Occupations, SQL HackerRank challenge explained

Lately I’ve been trying to improve my SQL skills on HackerRank.

This problem gave me a bit of a fight and I had to recapitulate a lot of old concepts. Therefore, decided to create this detailed solution to the problem.

Note: This SQL solution is valid for MS SQL Server.

Problem statement:

Pivot the Occupation column in OCCUPATIONS so that each Name is sorted alphabetically and displayed underneath its corresponding Occupation. The output column headers should be Doctor, Professor, Singer, and Actor, respectively.

Note: Print NULL when there are no more names corresponding to an occupation.

Input Format

The OCCUPATIONS table is described as follows:

Occupations Table

Occupation will only contain one of the following values: Doctor, Professor, Singer or Actor.

Sample Input

Sample Input

Sample Output

Jenny    Ashley     Meera  Jane
Samantha Christeen  Priya  Julia
NULL     Ketty      NULL   Maria

Explanation

The first column is an alphabetically ordered list of Doctor names. The second column is an alphabetically ordered list of Professor names. The third column is an alphabetically ordered list of Singer names. The fourth column is an alphabetically ordered list of Actor names. The empty cell data for columns with less than the maximum number of names per occupation (in this case, the Professor and Actor columns) are filled with NULL values.

Explained solution:

I decided to start from the pivot table. If you are familiar with Excel pivot tables, then SQL Pivot functionality will sound familiar in concept. You can familiarize with the syntax and learn more about it here.

We start with a simple example:

SELECT *        -- Columns to 'show'
FROM Occupations 
PIVOT(
  COUNT(Occupation)   -- Values to pivot
  FOR Occupation 
  IN ([Doctor], [Professor], [Singer], [Actor]) 
  ) -- Values to count when occupation is IN (equal to) one of these 
  as OccupationsBool;

The result is a boolean mask (a matrix of zeros and ones) with ones for the profession names and zero otherwise as seen in the following table:

Name Doctor Professor Singer Actor
Ashley 0 1 0 0
Christeen 0 1 0 0
Jane 0 0 0 1
Jenny 1 0 0 0
Julia 0 0 0 1
Ketty 0 1 0 0
Maria 0 0 0 1
Meera 0 0 1 0
Priya 0 0 1 0
Samantha 1 0 0 0

The next step is to substitute the ones by the Name values.

To simplify, we can set aside this first query and create a new separated one. We will come back to it later.

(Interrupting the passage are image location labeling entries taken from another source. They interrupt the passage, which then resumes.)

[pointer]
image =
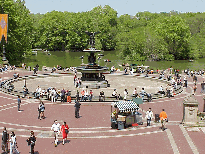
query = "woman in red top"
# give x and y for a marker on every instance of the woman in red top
(64, 130)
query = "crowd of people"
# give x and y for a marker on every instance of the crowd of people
(53, 94)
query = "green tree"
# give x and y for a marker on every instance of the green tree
(19, 30)
(176, 34)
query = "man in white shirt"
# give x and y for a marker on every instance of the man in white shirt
(56, 127)
(149, 116)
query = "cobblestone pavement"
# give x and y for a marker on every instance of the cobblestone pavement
(91, 133)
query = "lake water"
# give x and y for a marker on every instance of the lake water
(67, 59)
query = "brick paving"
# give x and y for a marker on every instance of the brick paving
(92, 133)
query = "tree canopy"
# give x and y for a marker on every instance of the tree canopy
(144, 36)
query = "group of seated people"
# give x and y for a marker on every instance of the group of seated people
(53, 94)
(5, 68)
(85, 95)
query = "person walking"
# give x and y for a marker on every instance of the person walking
(149, 116)
(163, 118)
(5, 139)
(31, 141)
(195, 88)
(13, 144)
(42, 109)
(91, 95)
(82, 95)
(39, 110)
(77, 109)
(19, 103)
(114, 93)
(68, 96)
(56, 128)
(64, 130)
(185, 82)
(77, 96)
(142, 93)
(125, 94)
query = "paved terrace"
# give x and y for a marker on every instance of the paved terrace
(92, 133)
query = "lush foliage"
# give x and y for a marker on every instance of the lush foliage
(144, 36)
(19, 30)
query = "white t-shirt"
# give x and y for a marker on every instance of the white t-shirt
(38, 90)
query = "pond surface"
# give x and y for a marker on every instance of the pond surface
(67, 59)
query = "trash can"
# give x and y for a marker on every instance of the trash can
(157, 118)
(121, 125)
(138, 118)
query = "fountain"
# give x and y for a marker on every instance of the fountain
(92, 73)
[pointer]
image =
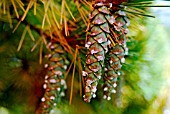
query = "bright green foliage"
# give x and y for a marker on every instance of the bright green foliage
(26, 27)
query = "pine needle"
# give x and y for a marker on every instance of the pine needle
(55, 20)
(81, 13)
(68, 71)
(30, 34)
(16, 26)
(10, 19)
(45, 13)
(15, 8)
(81, 81)
(27, 9)
(73, 74)
(70, 11)
(22, 38)
(36, 44)
(65, 25)
(4, 7)
(62, 12)
(35, 7)
(21, 5)
(41, 48)
(136, 13)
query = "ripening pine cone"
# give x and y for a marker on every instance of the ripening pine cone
(97, 43)
(54, 80)
(116, 53)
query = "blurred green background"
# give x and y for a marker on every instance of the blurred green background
(143, 89)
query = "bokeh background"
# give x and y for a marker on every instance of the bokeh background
(143, 89)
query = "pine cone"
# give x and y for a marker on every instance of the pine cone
(54, 80)
(116, 53)
(97, 43)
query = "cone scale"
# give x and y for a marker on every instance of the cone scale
(97, 44)
(55, 84)
(116, 53)
(105, 22)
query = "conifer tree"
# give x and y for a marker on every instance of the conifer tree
(56, 54)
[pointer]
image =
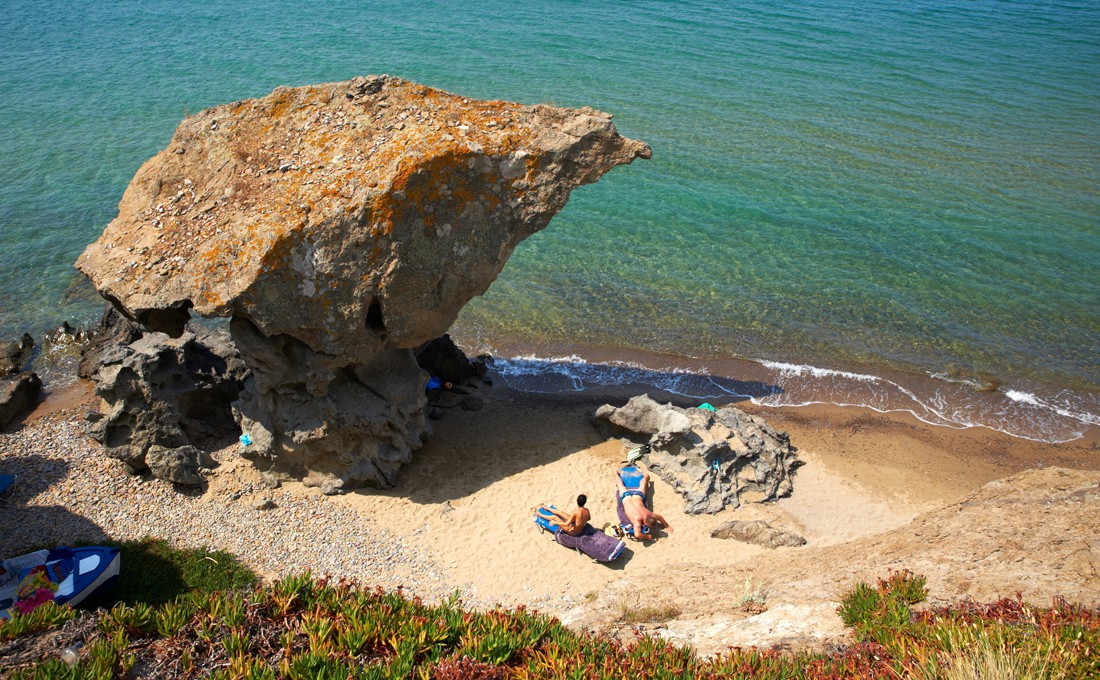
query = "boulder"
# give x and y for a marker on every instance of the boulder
(340, 227)
(164, 398)
(444, 360)
(759, 533)
(714, 459)
(18, 396)
(106, 341)
(14, 354)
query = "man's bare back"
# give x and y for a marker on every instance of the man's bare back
(571, 524)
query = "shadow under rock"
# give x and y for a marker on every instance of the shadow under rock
(33, 475)
(515, 431)
(523, 430)
(24, 529)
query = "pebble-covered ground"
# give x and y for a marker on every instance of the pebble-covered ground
(68, 490)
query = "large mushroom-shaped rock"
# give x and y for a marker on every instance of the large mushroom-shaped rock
(341, 226)
(714, 459)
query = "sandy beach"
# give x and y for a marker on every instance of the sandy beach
(979, 513)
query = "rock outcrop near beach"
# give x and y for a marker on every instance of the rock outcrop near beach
(714, 459)
(166, 399)
(14, 355)
(341, 226)
(18, 396)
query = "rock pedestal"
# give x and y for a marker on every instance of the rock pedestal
(165, 399)
(714, 459)
(341, 226)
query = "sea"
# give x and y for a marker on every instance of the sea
(894, 205)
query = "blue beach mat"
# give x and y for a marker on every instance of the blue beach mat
(542, 518)
(631, 478)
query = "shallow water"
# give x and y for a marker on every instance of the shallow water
(876, 203)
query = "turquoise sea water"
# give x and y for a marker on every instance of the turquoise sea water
(875, 203)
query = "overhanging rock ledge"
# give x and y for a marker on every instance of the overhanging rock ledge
(340, 226)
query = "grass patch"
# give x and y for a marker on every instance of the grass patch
(305, 627)
(152, 571)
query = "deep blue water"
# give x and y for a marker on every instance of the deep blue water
(877, 203)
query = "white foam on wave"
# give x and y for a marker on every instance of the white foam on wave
(796, 369)
(1023, 397)
(955, 404)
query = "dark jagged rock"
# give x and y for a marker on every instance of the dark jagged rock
(15, 354)
(758, 533)
(341, 226)
(714, 459)
(105, 343)
(444, 360)
(166, 398)
(19, 395)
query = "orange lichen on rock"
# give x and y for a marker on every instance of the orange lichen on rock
(267, 205)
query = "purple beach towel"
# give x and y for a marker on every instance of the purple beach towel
(593, 543)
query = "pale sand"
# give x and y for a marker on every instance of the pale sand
(465, 503)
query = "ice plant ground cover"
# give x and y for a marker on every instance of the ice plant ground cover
(308, 627)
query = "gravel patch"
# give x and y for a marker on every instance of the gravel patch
(69, 491)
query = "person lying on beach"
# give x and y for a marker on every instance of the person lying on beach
(571, 524)
(633, 500)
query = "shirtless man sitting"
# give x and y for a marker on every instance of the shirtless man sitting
(571, 524)
(634, 504)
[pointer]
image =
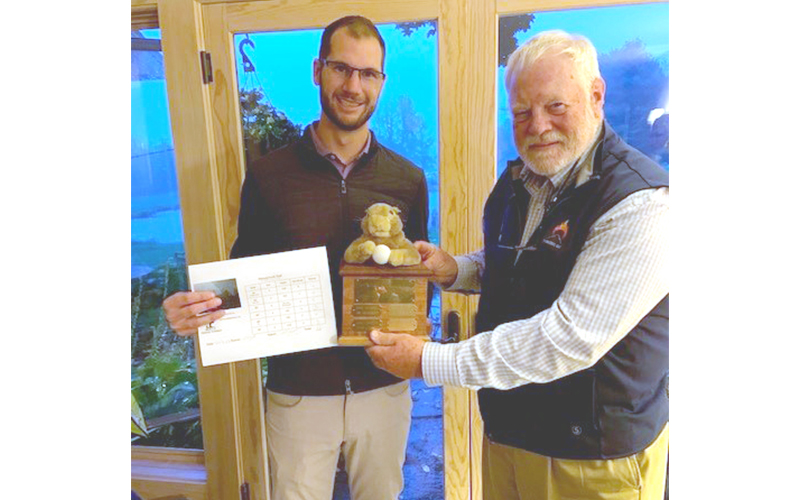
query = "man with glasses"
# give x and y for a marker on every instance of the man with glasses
(571, 360)
(311, 193)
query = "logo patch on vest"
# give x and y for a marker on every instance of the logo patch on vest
(557, 236)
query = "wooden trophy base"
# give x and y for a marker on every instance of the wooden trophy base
(383, 297)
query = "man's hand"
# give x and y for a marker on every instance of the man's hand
(397, 353)
(182, 311)
(443, 265)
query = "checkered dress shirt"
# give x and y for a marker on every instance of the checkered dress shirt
(619, 276)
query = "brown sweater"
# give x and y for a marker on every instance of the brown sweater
(294, 198)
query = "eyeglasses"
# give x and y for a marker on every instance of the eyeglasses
(344, 71)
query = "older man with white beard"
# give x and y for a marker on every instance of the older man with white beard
(571, 362)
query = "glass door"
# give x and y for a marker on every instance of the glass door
(262, 96)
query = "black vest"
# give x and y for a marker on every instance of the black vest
(616, 407)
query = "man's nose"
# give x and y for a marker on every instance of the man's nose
(538, 124)
(353, 82)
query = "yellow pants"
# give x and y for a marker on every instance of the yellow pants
(515, 474)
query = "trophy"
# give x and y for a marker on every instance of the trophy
(385, 283)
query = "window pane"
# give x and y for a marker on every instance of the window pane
(632, 43)
(163, 373)
(279, 99)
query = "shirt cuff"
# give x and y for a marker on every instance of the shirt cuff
(439, 364)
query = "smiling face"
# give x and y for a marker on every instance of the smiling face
(555, 116)
(346, 101)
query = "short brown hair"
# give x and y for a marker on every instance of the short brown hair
(357, 27)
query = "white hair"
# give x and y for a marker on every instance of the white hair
(553, 42)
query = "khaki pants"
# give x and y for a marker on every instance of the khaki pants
(514, 474)
(305, 434)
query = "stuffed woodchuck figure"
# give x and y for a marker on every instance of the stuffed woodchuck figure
(383, 239)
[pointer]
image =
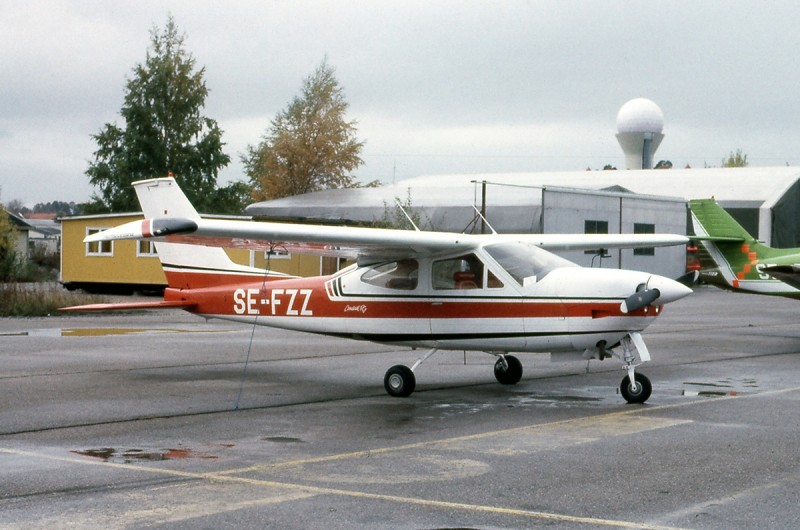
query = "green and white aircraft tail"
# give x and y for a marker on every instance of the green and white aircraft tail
(731, 258)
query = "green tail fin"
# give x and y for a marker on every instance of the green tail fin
(713, 223)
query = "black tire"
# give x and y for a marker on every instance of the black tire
(510, 375)
(399, 381)
(643, 389)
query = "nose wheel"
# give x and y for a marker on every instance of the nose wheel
(507, 370)
(638, 391)
(399, 381)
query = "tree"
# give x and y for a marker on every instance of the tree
(736, 159)
(8, 242)
(164, 131)
(309, 146)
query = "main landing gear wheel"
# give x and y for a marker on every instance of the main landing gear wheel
(399, 381)
(509, 373)
(640, 393)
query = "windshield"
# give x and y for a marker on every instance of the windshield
(526, 263)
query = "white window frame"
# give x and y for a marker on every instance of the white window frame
(100, 244)
(149, 254)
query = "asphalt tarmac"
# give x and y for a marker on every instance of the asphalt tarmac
(167, 420)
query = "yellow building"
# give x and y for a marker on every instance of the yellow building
(128, 266)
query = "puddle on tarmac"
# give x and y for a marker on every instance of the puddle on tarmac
(283, 439)
(725, 387)
(99, 332)
(127, 456)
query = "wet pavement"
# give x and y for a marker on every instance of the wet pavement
(165, 419)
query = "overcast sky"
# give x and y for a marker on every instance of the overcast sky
(436, 87)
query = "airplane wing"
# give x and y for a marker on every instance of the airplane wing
(788, 274)
(356, 242)
(130, 305)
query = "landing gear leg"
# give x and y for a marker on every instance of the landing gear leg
(635, 387)
(400, 381)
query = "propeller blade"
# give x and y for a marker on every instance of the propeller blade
(639, 300)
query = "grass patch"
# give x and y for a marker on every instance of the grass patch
(38, 299)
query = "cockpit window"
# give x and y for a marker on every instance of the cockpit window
(525, 263)
(403, 275)
(463, 272)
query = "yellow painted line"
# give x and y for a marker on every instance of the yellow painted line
(217, 477)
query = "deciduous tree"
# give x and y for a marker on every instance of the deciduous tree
(310, 145)
(163, 132)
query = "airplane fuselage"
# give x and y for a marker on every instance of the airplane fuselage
(571, 309)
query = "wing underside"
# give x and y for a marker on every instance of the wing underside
(358, 242)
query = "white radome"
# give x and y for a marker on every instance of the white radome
(640, 115)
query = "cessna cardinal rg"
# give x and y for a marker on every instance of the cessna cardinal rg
(439, 291)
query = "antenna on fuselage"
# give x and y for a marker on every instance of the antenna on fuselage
(400, 205)
(477, 211)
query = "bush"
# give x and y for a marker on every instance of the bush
(37, 299)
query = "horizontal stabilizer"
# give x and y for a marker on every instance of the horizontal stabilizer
(161, 304)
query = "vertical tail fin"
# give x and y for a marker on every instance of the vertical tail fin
(730, 255)
(187, 266)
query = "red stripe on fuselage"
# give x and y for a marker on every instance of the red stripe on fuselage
(310, 297)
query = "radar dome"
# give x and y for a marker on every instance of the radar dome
(640, 115)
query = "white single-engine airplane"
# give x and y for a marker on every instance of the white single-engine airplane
(434, 290)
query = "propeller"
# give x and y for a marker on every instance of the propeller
(641, 298)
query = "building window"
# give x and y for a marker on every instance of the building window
(644, 228)
(595, 227)
(98, 248)
(145, 249)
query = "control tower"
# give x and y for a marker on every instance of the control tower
(639, 126)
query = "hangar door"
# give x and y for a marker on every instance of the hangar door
(566, 211)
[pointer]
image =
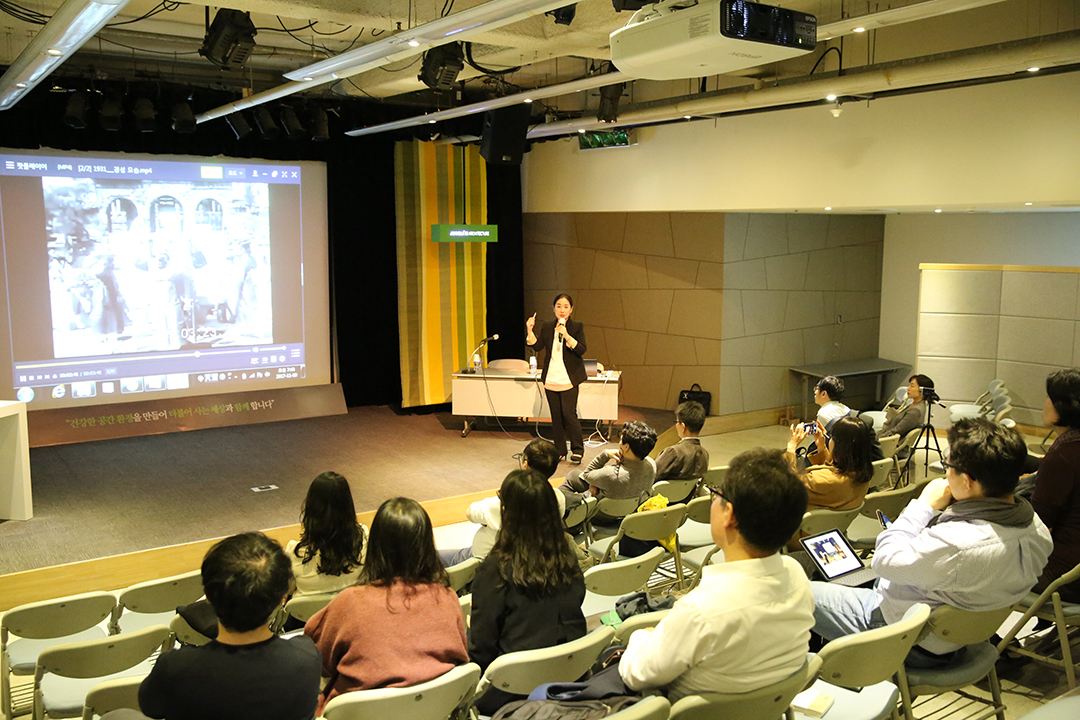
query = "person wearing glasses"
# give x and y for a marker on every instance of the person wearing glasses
(967, 542)
(747, 624)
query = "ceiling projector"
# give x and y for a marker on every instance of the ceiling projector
(697, 38)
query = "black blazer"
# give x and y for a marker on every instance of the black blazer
(571, 358)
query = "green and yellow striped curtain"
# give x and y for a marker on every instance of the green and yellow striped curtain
(442, 291)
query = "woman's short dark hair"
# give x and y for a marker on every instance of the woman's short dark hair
(1063, 389)
(852, 445)
(402, 547)
(531, 547)
(328, 526)
(768, 497)
(245, 579)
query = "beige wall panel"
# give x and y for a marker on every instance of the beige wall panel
(804, 310)
(710, 275)
(734, 235)
(766, 235)
(958, 336)
(626, 348)
(786, 272)
(971, 291)
(550, 228)
(647, 310)
(764, 311)
(744, 351)
(697, 313)
(745, 275)
(709, 351)
(1039, 295)
(671, 272)
(783, 349)
(670, 350)
(619, 270)
(1036, 340)
(698, 235)
(602, 231)
(539, 263)
(649, 233)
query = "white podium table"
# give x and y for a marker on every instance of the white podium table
(494, 393)
(15, 501)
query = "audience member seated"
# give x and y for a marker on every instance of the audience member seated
(1056, 497)
(402, 624)
(623, 473)
(686, 460)
(984, 551)
(331, 552)
(539, 456)
(841, 469)
(247, 671)
(747, 624)
(528, 592)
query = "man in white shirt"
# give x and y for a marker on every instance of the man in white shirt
(747, 624)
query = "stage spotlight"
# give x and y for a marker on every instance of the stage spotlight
(608, 110)
(109, 117)
(184, 120)
(75, 114)
(564, 15)
(441, 66)
(230, 39)
(319, 124)
(239, 124)
(292, 124)
(146, 117)
(268, 128)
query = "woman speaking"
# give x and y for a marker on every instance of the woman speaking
(563, 341)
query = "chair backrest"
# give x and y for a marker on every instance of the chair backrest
(822, 519)
(768, 702)
(434, 700)
(95, 659)
(872, 656)
(520, 673)
(54, 619)
(462, 573)
(113, 694)
(623, 576)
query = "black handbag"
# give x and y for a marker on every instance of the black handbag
(698, 395)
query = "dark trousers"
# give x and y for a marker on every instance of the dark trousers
(564, 420)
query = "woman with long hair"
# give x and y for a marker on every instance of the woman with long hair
(401, 624)
(331, 552)
(528, 591)
(841, 469)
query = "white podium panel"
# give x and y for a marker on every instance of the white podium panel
(15, 500)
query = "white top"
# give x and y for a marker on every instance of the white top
(488, 514)
(745, 626)
(308, 580)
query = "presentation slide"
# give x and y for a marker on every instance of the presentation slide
(129, 277)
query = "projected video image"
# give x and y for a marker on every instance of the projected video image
(140, 266)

Our objective now is to create a query which separates our names (professions) in groups but without aggregating them into a COUNT or MAX function. In other words, we want to group our professions in sections of rows. A good way is to use an OVER clause with the ROW_NUMBER function which acts like a window function for the clause values.

Note that we want the names alphabetically ordered and because of that, we add the ORDER BY clause like bellow:

SELECT Name, Occupation, 
       ROW_NUMBER() OVER (PARTITION BY Occupation ORDER BY Name ASC) as OccRowNumber
FROM Occupations;

And the query output:

Name Occupation OccRowNumber
Jane Actor 1
Julia Actor 2
Maria Actor 3
Jenny Doctor 1
Samantha Doctor 2
Ashley Professor 1
Christeen Professor 2
Ketty Professor 3
Meera Singer 1
Priya Singer 2

Merging the two queries we get:

SELECT *
FROM (
    SELECT Name, Occupation, ROW_NUMBER() OVER (PARTITION BY Occupation ORDER BY Name ASC
    ) as OccRowNumber
FROM Occupations) as occ_part
PIVOT(
  COUNT(Occupation) FOR Occupation IN ([Doctor], [Professor], [Singer], [Actor]) 
  ) as pvtable;

And the resulting table:

OccRowNumber Doctor Professor Singer Actor
1 1 1 1 1
2 1 1 1 1
3 0 1 0 1

If we look closely, the amount of ones in the occupation columns are the same as the number of times they appear in the previous query. It seems we are close, and the final query is just a few changes ahead.

We need to get rid of the OccRowNumber, and change the ones by the names. Instead of the COUNT in the pivot aggregation, we can use MIN or MAX functions, which in this case, since it would be evaluating only one value (one for each row) it will have the peculiarity of returning the string itself or NULL if there is nothing to evaluate.

The final query is therefore:

SELECT [Doctor], [Professor], [Singer], [Actor]
FROM (
    SELECT Name, Occupation, ROW_NUMBER() OVER (PARTITION BY Occupation ORDER BY Name ASC
    ) as OccRowNumber
FROM Occupations) as occ_part
PIVOT(
  MIN(Name) FOR Occupation IN ([Doctor], [Professor], [Singer], [Actor]) 
  ) as pvtable;

Which results in the expected output for the challenge.

You can also play with the queries and the sample data in this SQL Fiddle.